The standard a looooooooooooong time ago was if a charities administrative expenses exceeded 10%, Stay Away.
I read the same article and knew the uneducated would protest.

The Clinton's were 94.3 %. Nothing to see here.
Au contraire mi amigos.

http://www.factcheck.org/2015/06/where-does-clinton-foundation-money-go/

One independent philanthropy watchdog did an analysis of Clinton Foundation funding and concluded that about 89 percent of its funding went to charity.
Simply put, despite its name, the Clinton Foundation is not a private foundation — which typically acts as a pass-through for private donations to other charitable organizations. Rather, it is a public charity. It conducts most of its charitable activities directly.

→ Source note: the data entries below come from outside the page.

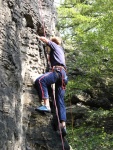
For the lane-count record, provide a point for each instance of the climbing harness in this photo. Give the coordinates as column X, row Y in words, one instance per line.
column 40, row 12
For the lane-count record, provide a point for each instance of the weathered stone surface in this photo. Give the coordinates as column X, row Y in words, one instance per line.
column 22, row 58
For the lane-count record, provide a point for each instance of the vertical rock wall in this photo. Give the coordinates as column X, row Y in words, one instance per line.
column 22, row 57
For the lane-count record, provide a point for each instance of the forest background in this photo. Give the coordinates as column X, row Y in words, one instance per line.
column 86, row 27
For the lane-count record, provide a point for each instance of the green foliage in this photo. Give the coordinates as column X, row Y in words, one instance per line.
column 86, row 27
column 90, row 136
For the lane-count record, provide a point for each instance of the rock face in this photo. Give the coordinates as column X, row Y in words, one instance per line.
column 22, row 58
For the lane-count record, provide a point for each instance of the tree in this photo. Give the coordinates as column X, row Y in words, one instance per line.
column 86, row 27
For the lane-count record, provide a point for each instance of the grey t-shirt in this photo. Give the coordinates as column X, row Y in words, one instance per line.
column 56, row 54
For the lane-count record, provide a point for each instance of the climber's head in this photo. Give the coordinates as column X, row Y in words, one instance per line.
column 57, row 40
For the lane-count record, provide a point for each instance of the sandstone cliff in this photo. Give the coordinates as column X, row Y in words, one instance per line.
column 22, row 57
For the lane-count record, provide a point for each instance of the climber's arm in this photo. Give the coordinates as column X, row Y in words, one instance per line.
column 43, row 39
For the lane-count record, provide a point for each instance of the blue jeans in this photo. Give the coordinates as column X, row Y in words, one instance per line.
column 58, row 77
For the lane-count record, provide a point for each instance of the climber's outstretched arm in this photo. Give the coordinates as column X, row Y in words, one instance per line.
column 43, row 39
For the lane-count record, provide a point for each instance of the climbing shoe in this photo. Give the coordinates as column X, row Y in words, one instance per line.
column 64, row 132
column 43, row 109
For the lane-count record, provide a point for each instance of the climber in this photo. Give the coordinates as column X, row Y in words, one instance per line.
column 58, row 76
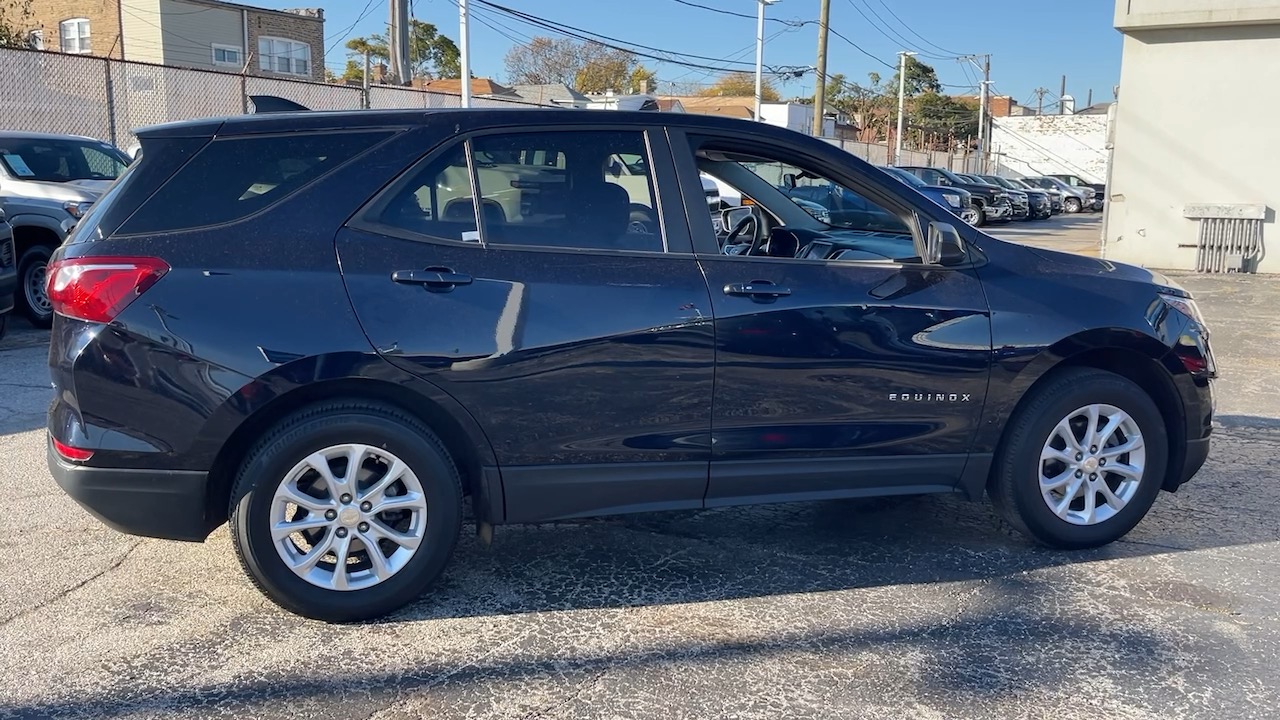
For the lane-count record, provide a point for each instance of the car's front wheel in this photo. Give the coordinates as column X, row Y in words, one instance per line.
column 1082, row 461
column 346, row 511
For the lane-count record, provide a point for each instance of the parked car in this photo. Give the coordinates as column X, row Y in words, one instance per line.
column 8, row 270
column 332, row 329
column 1037, row 200
column 954, row 199
column 48, row 182
column 1074, row 199
column 992, row 203
column 1016, row 197
column 1055, row 196
column 1100, row 190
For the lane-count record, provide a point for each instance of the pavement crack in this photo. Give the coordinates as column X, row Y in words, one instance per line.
column 76, row 587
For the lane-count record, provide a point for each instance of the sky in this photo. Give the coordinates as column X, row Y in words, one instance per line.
column 1032, row 42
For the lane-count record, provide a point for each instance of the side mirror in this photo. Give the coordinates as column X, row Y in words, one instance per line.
column 942, row 246
column 731, row 217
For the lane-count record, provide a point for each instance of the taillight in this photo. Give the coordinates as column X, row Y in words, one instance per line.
column 99, row 288
column 73, row 454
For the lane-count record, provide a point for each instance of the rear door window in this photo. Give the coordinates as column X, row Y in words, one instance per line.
column 233, row 178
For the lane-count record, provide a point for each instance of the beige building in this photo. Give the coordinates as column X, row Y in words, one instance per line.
column 190, row 33
column 1193, row 171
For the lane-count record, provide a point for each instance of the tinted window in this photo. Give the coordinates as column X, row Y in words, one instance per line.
column 233, row 178
column 583, row 190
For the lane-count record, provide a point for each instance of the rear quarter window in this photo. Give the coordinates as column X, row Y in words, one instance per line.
column 233, row 178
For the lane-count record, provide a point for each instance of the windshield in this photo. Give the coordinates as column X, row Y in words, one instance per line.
column 60, row 159
column 905, row 177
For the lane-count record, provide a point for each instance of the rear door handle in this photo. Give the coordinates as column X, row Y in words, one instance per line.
column 757, row 290
column 435, row 279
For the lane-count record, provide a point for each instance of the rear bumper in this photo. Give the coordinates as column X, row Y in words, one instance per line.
column 155, row 504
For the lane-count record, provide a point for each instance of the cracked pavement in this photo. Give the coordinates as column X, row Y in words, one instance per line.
column 903, row 607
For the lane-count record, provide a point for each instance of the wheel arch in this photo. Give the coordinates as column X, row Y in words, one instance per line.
column 460, row 433
column 1134, row 356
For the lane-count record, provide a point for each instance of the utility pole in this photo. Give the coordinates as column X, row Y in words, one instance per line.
column 901, row 104
column 397, row 39
column 465, row 51
column 368, row 72
column 759, row 55
column 1040, row 100
column 819, row 94
column 982, row 103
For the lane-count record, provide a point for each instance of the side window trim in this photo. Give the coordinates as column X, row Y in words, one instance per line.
column 685, row 159
column 673, row 233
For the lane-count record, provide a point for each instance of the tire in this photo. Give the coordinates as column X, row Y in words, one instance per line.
column 282, row 458
column 1032, row 433
column 31, row 297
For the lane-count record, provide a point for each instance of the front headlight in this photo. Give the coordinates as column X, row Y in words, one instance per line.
column 77, row 209
column 1184, row 305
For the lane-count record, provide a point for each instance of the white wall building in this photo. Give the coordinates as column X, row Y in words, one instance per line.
column 1043, row 145
column 795, row 115
column 1196, row 149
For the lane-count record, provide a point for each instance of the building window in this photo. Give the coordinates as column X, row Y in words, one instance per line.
column 279, row 55
column 228, row 55
column 76, row 36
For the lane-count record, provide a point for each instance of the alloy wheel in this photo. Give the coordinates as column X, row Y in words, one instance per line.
column 33, row 288
column 1092, row 464
column 348, row 516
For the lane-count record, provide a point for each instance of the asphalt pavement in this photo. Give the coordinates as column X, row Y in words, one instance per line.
column 910, row 607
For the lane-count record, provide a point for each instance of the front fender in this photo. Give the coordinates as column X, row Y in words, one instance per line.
column 1015, row 369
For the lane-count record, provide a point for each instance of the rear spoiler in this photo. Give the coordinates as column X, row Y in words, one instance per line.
column 273, row 104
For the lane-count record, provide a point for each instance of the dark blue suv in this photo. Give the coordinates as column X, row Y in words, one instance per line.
column 334, row 329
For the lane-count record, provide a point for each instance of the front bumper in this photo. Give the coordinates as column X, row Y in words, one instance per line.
column 155, row 504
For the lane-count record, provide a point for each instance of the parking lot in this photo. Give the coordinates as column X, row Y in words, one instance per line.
column 913, row 607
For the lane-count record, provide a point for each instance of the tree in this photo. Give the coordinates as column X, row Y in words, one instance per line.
column 741, row 85
column 430, row 54
column 588, row 67
column 14, row 16
column 944, row 117
column 920, row 78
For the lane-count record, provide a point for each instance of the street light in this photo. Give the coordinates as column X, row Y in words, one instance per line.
column 759, row 55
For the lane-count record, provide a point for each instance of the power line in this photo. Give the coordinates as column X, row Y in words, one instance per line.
column 896, row 37
column 625, row 46
column 346, row 32
column 951, row 54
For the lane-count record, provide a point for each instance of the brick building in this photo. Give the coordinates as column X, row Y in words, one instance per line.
column 190, row 33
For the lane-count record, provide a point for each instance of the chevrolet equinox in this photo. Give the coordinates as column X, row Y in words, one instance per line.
column 334, row 329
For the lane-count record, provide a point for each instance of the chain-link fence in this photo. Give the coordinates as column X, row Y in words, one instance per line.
column 108, row 99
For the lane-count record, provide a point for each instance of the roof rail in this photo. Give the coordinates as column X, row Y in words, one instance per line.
column 273, row 104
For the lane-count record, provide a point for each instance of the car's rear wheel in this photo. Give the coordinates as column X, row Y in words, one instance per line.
column 32, row 299
column 346, row 511
column 1082, row 461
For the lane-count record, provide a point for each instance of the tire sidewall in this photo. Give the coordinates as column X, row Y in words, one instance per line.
column 1024, row 460
column 269, row 466
column 32, row 258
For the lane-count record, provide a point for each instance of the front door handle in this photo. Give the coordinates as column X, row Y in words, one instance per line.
column 757, row 290
column 435, row 279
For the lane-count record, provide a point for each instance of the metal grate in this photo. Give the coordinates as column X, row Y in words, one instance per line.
column 1230, row 237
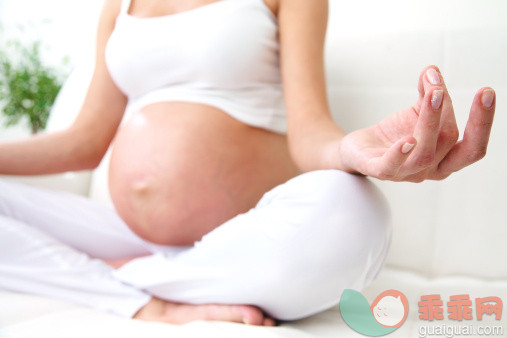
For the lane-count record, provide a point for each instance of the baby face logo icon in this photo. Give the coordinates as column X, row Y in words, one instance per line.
column 387, row 312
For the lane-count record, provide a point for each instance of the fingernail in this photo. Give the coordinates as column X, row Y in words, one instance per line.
column 407, row 147
column 433, row 76
column 487, row 98
column 436, row 99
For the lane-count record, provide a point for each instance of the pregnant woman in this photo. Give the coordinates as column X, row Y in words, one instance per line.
column 236, row 196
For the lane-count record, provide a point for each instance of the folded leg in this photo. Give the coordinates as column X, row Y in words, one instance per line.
column 76, row 221
column 32, row 262
column 292, row 255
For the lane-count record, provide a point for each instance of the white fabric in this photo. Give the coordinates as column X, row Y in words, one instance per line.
column 291, row 255
column 223, row 54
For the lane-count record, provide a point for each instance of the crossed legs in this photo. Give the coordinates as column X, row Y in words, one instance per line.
column 291, row 256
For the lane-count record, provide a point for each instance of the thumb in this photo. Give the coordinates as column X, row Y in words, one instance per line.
column 387, row 166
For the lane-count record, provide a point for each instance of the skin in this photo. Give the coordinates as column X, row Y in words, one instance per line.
column 313, row 142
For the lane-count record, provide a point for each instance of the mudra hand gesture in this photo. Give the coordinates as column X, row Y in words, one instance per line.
column 421, row 141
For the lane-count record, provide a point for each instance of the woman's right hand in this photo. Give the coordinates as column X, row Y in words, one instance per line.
column 421, row 141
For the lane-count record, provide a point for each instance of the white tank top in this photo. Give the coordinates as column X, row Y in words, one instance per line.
column 224, row 54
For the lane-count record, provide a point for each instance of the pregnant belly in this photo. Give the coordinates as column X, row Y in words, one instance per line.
column 178, row 170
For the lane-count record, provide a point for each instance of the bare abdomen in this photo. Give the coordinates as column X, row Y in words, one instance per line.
column 178, row 170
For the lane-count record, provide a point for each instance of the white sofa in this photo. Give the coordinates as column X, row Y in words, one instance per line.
column 449, row 237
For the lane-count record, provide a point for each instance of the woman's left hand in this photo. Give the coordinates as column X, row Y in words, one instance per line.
column 421, row 141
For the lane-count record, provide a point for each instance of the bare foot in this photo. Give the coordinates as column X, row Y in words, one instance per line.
column 178, row 313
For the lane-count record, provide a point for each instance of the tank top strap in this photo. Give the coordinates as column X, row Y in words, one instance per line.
column 125, row 6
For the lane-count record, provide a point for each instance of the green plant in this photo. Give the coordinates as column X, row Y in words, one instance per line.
column 28, row 88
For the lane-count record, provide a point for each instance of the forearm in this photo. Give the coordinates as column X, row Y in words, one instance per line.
column 314, row 143
column 57, row 152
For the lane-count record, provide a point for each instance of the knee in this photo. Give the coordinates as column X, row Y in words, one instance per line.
column 341, row 243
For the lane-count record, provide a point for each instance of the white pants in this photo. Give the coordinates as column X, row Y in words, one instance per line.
column 292, row 255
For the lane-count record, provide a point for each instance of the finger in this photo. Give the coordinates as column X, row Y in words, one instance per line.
column 448, row 133
column 388, row 165
column 476, row 137
column 426, row 131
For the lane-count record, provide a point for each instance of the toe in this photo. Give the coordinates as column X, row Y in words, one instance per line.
column 251, row 315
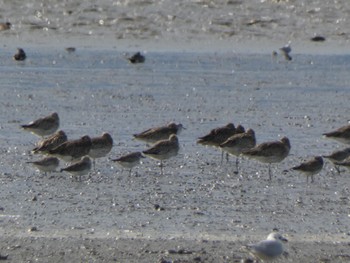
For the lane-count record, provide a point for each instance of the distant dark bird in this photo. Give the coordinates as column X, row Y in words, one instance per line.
column 341, row 135
column 48, row 164
column 100, row 146
column 219, row 135
column 318, row 39
column 338, row 156
column 286, row 51
column 5, row 26
column 43, row 126
column 137, row 58
column 45, row 145
column 155, row 134
column 72, row 150
column 270, row 152
column 20, row 55
column 310, row 168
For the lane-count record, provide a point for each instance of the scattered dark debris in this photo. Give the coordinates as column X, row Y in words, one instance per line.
column 33, row 229
column 20, row 55
column 318, row 39
column 158, row 207
column 181, row 251
column 137, row 58
column 70, row 49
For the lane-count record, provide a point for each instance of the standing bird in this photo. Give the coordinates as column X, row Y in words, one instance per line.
column 48, row 164
column 163, row 150
column 45, row 145
column 341, row 135
column 286, row 51
column 159, row 133
column 79, row 168
column 20, row 55
column 43, row 126
column 268, row 249
column 239, row 143
column 310, row 168
column 270, row 152
column 338, row 156
column 219, row 135
column 100, row 146
column 130, row 160
column 72, row 150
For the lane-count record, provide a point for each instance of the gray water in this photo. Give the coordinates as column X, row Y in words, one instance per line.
column 198, row 24
column 98, row 90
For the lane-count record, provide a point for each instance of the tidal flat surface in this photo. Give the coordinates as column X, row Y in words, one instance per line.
column 201, row 200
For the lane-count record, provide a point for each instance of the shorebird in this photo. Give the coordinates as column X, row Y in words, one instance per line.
column 45, row 145
column 341, row 135
column 130, row 160
column 219, row 135
column 238, row 143
column 79, row 168
column 310, row 167
column 48, row 164
column 163, row 150
column 72, row 150
column 286, row 50
column 156, row 134
column 270, row 152
column 268, row 249
column 43, row 126
column 20, row 55
column 338, row 156
column 100, row 146
column 5, row 26
column 137, row 58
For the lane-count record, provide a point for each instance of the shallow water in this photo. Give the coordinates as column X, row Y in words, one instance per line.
column 184, row 25
column 98, row 90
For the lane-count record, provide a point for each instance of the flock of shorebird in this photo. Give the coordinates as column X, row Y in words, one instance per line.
column 55, row 145
column 164, row 143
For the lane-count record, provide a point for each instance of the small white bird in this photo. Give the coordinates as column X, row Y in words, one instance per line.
column 268, row 249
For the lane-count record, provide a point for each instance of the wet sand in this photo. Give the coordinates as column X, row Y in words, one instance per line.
column 207, row 211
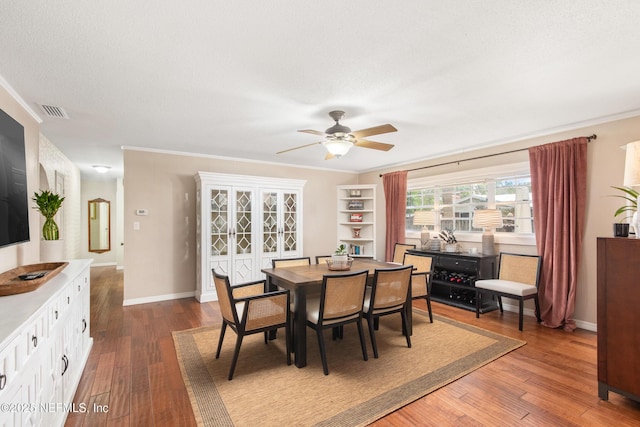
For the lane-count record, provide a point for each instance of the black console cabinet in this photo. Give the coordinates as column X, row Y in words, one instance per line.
column 455, row 275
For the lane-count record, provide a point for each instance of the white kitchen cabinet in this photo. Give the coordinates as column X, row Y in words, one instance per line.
column 242, row 223
column 44, row 346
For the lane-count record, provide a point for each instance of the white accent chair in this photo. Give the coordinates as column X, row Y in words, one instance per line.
column 518, row 278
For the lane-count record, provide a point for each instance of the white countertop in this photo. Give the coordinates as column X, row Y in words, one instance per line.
column 16, row 310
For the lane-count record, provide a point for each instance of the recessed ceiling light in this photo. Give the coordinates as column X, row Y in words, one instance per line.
column 101, row 169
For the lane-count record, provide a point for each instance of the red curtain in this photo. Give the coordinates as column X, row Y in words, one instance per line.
column 559, row 190
column 395, row 194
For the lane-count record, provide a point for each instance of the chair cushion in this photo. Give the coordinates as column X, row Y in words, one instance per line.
column 507, row 287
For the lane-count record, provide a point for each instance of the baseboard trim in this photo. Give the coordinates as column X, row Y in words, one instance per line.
column 103, row 264
column 158, row 298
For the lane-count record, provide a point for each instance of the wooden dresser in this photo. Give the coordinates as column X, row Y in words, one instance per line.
column 619, row 317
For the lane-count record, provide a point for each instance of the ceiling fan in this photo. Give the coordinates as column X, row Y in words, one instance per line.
column 339, row 139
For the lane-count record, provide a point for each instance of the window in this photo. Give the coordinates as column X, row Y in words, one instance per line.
column 455, row 197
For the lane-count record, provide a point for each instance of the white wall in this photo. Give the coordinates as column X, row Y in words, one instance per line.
column 605, row 168
column 160, row 257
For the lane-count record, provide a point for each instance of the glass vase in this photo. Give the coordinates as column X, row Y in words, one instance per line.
column 50, row 230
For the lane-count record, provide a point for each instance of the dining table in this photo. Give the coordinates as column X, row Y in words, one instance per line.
column 306, row 279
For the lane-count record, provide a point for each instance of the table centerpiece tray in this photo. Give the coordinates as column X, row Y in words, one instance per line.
column 28, row 278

https://www.charitynavigator.org/index.cfm?bay=search.summary&orgid=16680

Financial Performance Metrics

Program Expenses
(Percent of the charity’s total expenses spent on the programs
and services it delivers)
86.9%
Administrative Expenses8.7%
Fundraising Expenses4.2%
Fundraising Efficiency$0.03
Working Capital Ratio (years)1.17
Program Expenses Growth17.3%
Liabilities to Assets15.3%


All data for Financial Performance Metrics calculations was provided by The Clinton Foundation on recent 990s filed with the IRS.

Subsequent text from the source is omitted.